Afghans also think better days are ahead, according to a poll conducted last month before the suicide bombing that killed seven employees at a CIA base. About 40 percent of Afghans believe the Taliban insurgency is weaker than it was a year ago; 30 percent think it has gotten stronger and 25 percent believe the strength of the insurgency remains the same.
Nearly seven in 10 Afghans support the presence of US forces and 61 percent favor the military buildup, the survey found.
The survey was the fifth commissioned by ABC, the BBC and ARD German TV since 2005.
The results suggest that most Afghans neither support the Taliban nor share the concerns in the West about the legitimacy of Afghan President Hamid Karzai’s re-election.

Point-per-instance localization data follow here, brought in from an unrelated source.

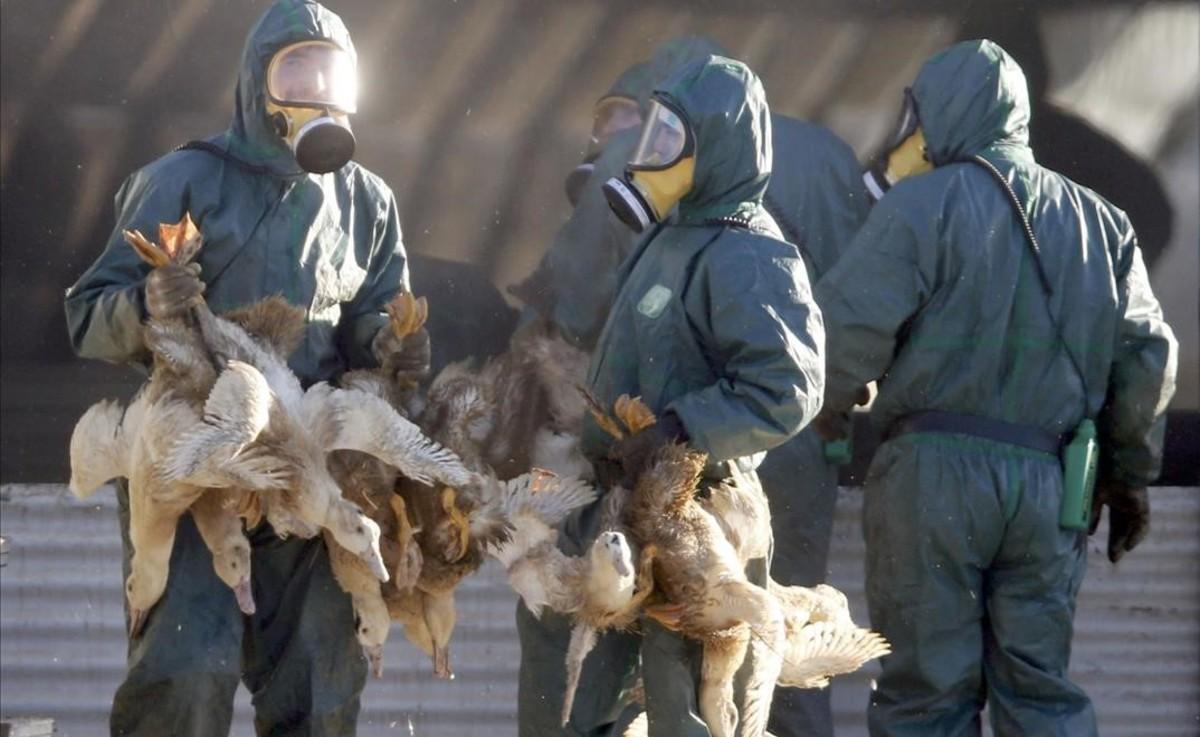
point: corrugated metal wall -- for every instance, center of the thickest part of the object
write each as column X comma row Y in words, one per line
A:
column 61, row 642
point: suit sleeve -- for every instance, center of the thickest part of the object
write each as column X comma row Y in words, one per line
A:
column 387, row 276
column 1141, row 382
column 106, row 307
column 870, row 293
column 757, row 317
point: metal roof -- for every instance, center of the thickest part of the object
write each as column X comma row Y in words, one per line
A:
column 1137, row 648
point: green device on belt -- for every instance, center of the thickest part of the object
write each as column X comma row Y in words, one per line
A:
column 840, row 451
column 1079, row 478
column 1080, row 456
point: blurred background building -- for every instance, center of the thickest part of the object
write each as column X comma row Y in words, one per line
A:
column 474, row 111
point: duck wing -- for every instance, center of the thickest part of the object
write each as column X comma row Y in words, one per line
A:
column 823, row 649
column 237, row 411
column 351, row 419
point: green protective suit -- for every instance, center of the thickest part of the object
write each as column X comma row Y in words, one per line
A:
column 969, row 574
column 714, row 322
column 819, row 202
column 329, row 244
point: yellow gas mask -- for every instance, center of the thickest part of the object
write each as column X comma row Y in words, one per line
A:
column 311, row 90
column 904, row 154
column 660, row 173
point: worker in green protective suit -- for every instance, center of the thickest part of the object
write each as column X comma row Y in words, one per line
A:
column 817, row 199
column 989, row 354
column 282, row 210
column 714, row 327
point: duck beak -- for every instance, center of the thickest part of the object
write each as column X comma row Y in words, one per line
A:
column 378, row 569
column 623, row 569
column 137, row 621
column 442, row 663
column 375, row 658
column 245, row 598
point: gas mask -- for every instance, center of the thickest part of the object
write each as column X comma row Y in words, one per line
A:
column 659, row 174
column 903, row 155
column 311, row 89
column 610, row 115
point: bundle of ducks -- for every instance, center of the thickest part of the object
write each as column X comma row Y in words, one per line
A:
column 225, row 430
column 679, row 558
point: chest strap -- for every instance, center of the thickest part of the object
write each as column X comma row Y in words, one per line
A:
column 1025, row 436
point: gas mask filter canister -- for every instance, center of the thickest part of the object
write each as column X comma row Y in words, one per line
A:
column 311, row 89
column 659, row 174
column 904, row 154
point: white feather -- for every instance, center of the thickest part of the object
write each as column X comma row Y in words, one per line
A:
column 369, row 424
column 549, row 496
column 822, row 649
column 237, row 411
column 100, row 449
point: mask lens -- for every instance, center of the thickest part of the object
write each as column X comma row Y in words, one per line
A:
column 612, row 115
column 313, row 73
column 906, row 121
column 663, row 142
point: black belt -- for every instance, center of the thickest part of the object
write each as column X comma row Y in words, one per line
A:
column 1026, row 436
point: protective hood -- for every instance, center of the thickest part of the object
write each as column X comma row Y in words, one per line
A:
column 669, row 58
column 726, row 108
column 633, row 83
column 251, row 137
column 971, row 97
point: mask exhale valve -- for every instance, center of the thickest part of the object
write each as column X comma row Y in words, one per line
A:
column 323, row 144
column 628, row 204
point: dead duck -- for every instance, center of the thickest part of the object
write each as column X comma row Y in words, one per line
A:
column 822, row 640
column 109, row 442
column 700, row 573
column 601, row 589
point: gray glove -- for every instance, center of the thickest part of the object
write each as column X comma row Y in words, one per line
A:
column 173, row 289
column 1128, row 515
column 408, row 357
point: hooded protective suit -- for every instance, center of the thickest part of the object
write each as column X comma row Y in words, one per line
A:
column 329, row 244
column 969, row 574
column 730, row 342
column 819, row 202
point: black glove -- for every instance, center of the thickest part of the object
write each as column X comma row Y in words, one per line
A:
column 173, row 289
column 634, row 453
column 1128, row 515
column 407, row 355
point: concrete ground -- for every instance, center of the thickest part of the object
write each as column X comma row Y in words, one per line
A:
column 63, row 645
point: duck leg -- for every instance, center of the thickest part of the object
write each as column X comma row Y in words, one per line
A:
column 723, row 658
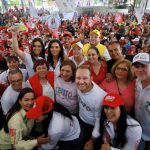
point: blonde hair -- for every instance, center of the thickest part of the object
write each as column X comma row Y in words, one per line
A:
column 128, row 63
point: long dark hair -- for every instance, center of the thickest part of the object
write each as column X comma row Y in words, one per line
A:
column 120, row 139
column 16, row 107
column 50, row 56
column 57, row 108
column 43, row 48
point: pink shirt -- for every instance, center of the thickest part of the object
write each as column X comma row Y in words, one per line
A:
column 128, row 93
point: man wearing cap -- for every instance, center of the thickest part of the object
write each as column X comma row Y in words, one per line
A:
column 95, row 41
column 90, row 97
column 141, row 63
column 78, row 58
column 67, row 39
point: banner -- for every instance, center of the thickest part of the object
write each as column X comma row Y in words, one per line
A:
column 66, row 6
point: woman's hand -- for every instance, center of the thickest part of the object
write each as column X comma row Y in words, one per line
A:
column 42, row 140
column 105, row 146
column 89, row 145
column 109, row 77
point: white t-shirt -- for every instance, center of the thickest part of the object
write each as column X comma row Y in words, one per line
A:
column 62, row 129
column 66, row 94
column 90, row 104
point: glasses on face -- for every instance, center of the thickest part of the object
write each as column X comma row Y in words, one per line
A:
column 137, row 66
column 122, row 69
column 15, row 81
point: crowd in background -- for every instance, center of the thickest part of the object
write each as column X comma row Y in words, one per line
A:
column 84, row 85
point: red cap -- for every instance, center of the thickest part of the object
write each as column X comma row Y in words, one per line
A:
column 66, row 33
column 43, row 104
column 113, row 100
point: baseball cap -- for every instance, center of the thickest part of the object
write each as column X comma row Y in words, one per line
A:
column 66, row 33
column 143, row 58
column 78, row 44
column 95, row 32
column 43, row 104
column 113, row 100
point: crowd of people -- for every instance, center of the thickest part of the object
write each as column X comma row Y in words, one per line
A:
column 80, row 87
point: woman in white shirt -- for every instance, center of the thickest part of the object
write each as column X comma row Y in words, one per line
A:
column 117, row 130
column 63, row 129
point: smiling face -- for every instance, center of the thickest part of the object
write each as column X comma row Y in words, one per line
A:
column 37, row 48
column 83, row 80
column 115, row 51
column 94, row 39
column 121, row 71
column 42, row 70
column 77, row 51
column 142, row 71
column 92, row 56
column 112, row 113
column 55, row 49
column 27, row 101
column 13, row 64
column 66, row 73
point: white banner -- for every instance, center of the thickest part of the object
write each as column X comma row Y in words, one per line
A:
column 66, row 6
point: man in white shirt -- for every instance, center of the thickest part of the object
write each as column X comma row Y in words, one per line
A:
column 10, row 95
column 90, row 97
column 141, row 63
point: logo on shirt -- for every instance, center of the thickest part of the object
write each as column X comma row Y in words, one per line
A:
column 63, row 93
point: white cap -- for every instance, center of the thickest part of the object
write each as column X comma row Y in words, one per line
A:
column 143, row 58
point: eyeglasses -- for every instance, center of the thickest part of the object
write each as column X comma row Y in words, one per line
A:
column 121, row 69
column 137, row 66
column 37, row 46
column 16, row 81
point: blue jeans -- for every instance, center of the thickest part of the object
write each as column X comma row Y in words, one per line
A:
column 144, row 145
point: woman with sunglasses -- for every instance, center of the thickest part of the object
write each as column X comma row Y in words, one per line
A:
column 123, row 83
column 116, row 129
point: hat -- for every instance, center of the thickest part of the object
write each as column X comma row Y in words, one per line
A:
column 136, row 40
column 78, row 44
column 43, row 104
column 66, row 33
column 113, row 100
column 95, row 32
column 143, row 58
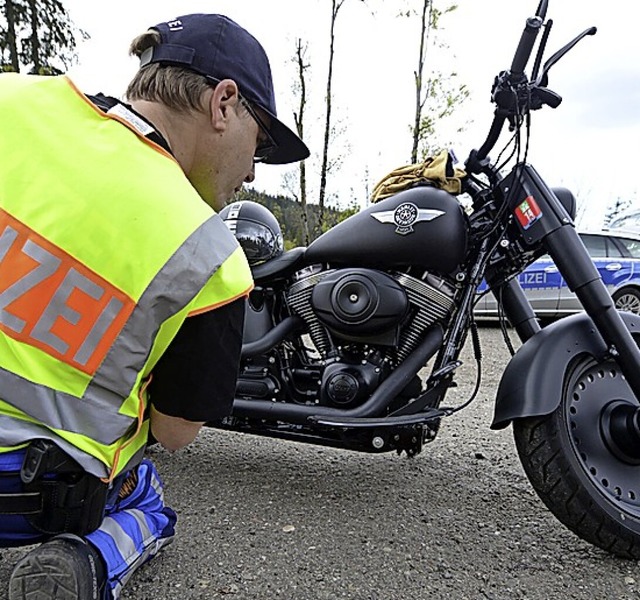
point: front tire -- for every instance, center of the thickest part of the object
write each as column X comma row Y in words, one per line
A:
column 574, row 467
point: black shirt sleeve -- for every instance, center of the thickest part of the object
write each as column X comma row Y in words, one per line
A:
column 195, row 378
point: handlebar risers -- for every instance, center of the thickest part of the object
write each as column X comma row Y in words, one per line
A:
column 528, row 39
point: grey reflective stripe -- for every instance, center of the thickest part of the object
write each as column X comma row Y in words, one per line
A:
column 171, row 290
column 63, row 411
column 14, row 432
column 177, row 283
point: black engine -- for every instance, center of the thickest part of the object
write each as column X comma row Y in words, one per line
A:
column 361, row 323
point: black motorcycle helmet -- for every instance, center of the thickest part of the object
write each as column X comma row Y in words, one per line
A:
column 256, row 229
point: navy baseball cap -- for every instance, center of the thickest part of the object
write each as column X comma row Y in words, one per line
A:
column 218, row 48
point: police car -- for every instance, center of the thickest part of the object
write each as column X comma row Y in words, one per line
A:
column 615, row 253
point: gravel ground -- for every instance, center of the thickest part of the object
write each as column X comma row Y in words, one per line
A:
column 261, row 519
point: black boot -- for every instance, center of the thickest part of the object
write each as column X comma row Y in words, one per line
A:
column 64, row 568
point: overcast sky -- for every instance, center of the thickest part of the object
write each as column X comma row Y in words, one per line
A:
column 591, row 143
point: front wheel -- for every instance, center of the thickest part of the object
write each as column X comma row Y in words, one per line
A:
column 628, row 299
column 583, row 459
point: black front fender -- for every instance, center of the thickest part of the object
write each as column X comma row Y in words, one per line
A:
column 531, row 385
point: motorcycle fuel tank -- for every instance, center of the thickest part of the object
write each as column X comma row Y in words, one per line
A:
column 423, row 226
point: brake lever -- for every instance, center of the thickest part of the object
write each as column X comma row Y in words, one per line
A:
column 541, row 96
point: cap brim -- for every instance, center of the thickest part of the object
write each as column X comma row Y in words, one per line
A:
column 289, row 147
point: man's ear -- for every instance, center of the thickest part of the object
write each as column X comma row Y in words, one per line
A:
column 225, row 97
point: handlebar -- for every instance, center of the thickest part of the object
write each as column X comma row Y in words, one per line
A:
column 512, row 92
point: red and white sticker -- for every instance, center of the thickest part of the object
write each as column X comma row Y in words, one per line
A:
column 528, row 212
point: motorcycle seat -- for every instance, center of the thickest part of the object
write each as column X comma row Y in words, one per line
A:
column 280, row 267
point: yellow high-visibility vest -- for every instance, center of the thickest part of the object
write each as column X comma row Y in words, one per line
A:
column 105, row 249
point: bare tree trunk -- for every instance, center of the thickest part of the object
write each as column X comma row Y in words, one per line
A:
column 299, row 120
column 35, row 40
column 336, row 5
column 425, row 28
column 9, row 11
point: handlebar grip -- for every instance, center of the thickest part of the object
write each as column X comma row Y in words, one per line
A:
column 527, row 40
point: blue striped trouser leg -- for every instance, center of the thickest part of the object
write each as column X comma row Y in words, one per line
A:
column 134, row 529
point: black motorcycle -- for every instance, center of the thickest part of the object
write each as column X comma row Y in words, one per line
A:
column 336, row 333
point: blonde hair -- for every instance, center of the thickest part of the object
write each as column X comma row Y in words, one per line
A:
column 176, row 87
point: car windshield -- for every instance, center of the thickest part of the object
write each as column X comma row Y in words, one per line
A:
column 632, row 246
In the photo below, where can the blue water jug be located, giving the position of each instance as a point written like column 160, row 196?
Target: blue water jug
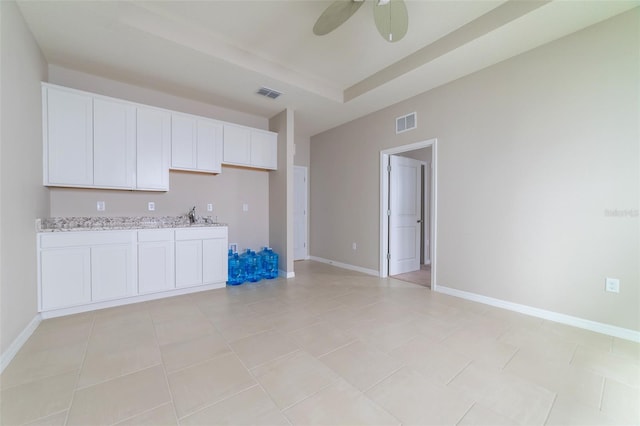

They also underscore the ambivalence of the public about the foreign forces, which are still held in low regard.
While Afghans support the presence of foreign forces, the overall image of the US and NATO remains weak, the poll found. Fifty-nine percent of the Afghans surveyed rated the work of the US and NATO as either poor or fair; 38 percent rated the US effort as good or excellent; and 3 percent had no opinion. NATO forces had slightly better marks: 62 percent rated NATO fair or poor; 35 percent rated the alliance’s work good and excellent; and 4 percent had no opinion.
Three Americans were killed in a firefight with militants during a patrol in southern Afghanistan, the NATO command said. A French soldier also was killed and another was seriously wounded during a joint patrol with Afghan troops on Monday.
NATO also said a missile fired from an unmanned aerial vehicle killed 13 insurgents yesterday.